What Happened Before Typewriters?
However, there is more to the traditional lore that we all believe. Spacing and typesetting was a thing before typewriters. Typesetters in pre-typewriter history used a variety of differently sized spacing between sentences–sometimes in one document. James Felici at CreativePro suggests that different spacing could have been a “boon to quickly setting justified type.” He also provides numerous examples of old documents and their spacings, so I would suggest checking out his article. He shows several different spacing trends over the decades (and longer).
Spacing is a Trend
Double or single spacing is attributed to early typesetting, not just typewriters. Spacing rules are a trend. It’s always best to follow typesetting trends, rules, and requirements of the present day as fonts are designed to follow these trends. Not following the trends, e.i., not following the single space rule, will make your document or manuscript stick out because the type looks wrong.

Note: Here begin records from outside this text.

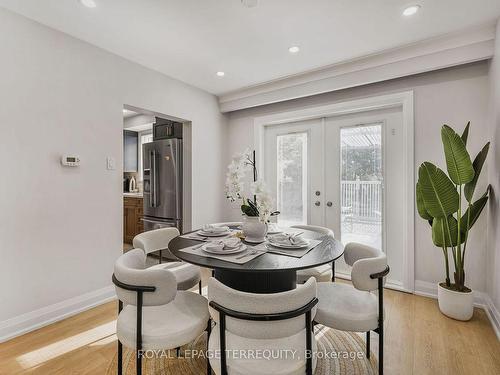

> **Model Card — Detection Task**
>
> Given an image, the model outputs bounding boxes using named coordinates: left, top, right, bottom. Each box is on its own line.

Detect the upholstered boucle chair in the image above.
left=315, top=243, right=389, bottom=374
left=113, top=249, right=210, bottom=375
left=208, top=278, right=317, bottom=375
left=132, top=228, right=201, bottom=294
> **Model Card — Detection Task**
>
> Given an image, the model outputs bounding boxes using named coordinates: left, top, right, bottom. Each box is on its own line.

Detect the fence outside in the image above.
left=340, top=178, right=382, bottom=222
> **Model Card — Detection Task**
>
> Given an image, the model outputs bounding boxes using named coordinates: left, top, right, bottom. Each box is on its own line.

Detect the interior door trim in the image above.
left=254, top=90, right=415, bottom=293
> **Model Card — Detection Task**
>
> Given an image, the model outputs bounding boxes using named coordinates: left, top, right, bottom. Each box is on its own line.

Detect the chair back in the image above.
left=212, top=221, right=243, bottom=227
left=344, top=242, right=387, bottom=291
left=132, top=227, right=180, bottom=259
left=114, top=249, right=177, bottom=306
left=208, top=277, right=316, bottom=339
left=290, top=225, right=334, bottom=238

For example, Lawprofblawg at AbovetheLaw, wrote an opinion piece defending still using the double space. Throughout the piece, he uses different spacing lengths between sentences in different paragraphs. Some readers may not notice it or care. However, editors, typographers, typesetters, designers, or experienced readers may notice the spacing issues. The changes could pull them out of the text. It could interrupt their reading experience. This is part of the author’s point, but it also shows that our eyes become accustomed to the present day typesetting trends, even if they are simply trends.
What If I Love Double Spacing?
Unless your document or manuscript is being used in a setting where the style guide requires single spacing after a period, you could argue that you don’t need to use single spacing. See AbovetheLaw. If anything besides double spacing looks wrong, then use it. But make sure that you use it consistently. No switching on accident. Spacing must be consistent.

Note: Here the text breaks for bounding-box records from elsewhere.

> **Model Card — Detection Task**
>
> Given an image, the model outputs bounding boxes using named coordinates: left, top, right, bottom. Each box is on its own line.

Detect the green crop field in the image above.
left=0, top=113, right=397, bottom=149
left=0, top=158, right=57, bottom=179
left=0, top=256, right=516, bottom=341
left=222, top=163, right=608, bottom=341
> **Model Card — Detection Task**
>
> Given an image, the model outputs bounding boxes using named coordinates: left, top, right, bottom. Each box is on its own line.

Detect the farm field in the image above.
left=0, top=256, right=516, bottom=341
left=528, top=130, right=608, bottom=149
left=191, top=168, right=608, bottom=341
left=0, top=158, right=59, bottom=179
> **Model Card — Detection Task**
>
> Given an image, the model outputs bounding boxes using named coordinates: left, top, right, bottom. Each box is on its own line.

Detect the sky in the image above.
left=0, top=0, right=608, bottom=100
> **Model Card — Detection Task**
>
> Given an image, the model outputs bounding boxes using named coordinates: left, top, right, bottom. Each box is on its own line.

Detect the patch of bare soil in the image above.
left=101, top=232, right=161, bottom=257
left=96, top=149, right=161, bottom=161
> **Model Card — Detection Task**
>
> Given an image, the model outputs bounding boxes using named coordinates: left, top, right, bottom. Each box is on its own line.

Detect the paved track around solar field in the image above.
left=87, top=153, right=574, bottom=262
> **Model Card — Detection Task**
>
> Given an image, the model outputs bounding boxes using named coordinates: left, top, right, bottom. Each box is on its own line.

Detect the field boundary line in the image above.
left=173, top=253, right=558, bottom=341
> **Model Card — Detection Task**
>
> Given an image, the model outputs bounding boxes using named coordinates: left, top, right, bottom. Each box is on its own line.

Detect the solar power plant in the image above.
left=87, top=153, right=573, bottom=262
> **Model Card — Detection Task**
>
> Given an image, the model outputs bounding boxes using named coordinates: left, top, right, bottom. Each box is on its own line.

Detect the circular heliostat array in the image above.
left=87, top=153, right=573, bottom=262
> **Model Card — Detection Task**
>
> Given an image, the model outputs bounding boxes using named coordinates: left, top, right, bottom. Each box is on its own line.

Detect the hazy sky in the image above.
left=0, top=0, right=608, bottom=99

However, be aware your editor(s) will change it. Your publisher will change it. Someone might complain about it if it wasn’t changed. You will be going against the trends and style design expectations. Single spacing after a period is expected in current day writing. Everything else stands out.
The APA Double Space Exception
Against the common consensus of most main style guides,APA suggests using two spaces after a period in the 6th edition, much to the dismay of many writers. Their reasoning is that it helps readers of draft manuscripts. So if you’re submitting to an APA journal or a publisher that uses APA, use two spaces at the end of each sentence.
How Can I Fix Sentence Spacing?
Word processors make editing sentence spacing easy. Using the Navigation tool (Ctrl+F) with the input “. ” (period single space) and “. ” (period double space) will help you find instances of single and double spacings after a period. You can substitute other punctuation for the period if you are looking for other cases of spacing. You can also use Find and Replace (Ctrl+H) to change mass instances of double spacing to single spacing at once.
Depending on your word processor and its version, you should have a backward P button in your menu.
It’s a show/hide button or a show markup button, depending on who you ask. In MS Word, it looks like this when you hover over it:
When you have selected the show/hide button, you’ll see the formatting markings in your text. Small dots between punctuation and words indicate spacing. One dot per space.
Using this setting will show you how many spaces you typically use after each sentence or punctuation mark. However, it is much faster to Navigation (Ctrl+F) or Find and Replace (Ctrl+H) to correct spacing errors than to physically look at each sentence and count the dots between them.
As you decide to cut the double space after a period habit or argue its merits, remember the trends, proportional font spacings, and style guide recommendations. And if you keep the double spaces, be prepared to fight it out with your editor and grammar police commenters.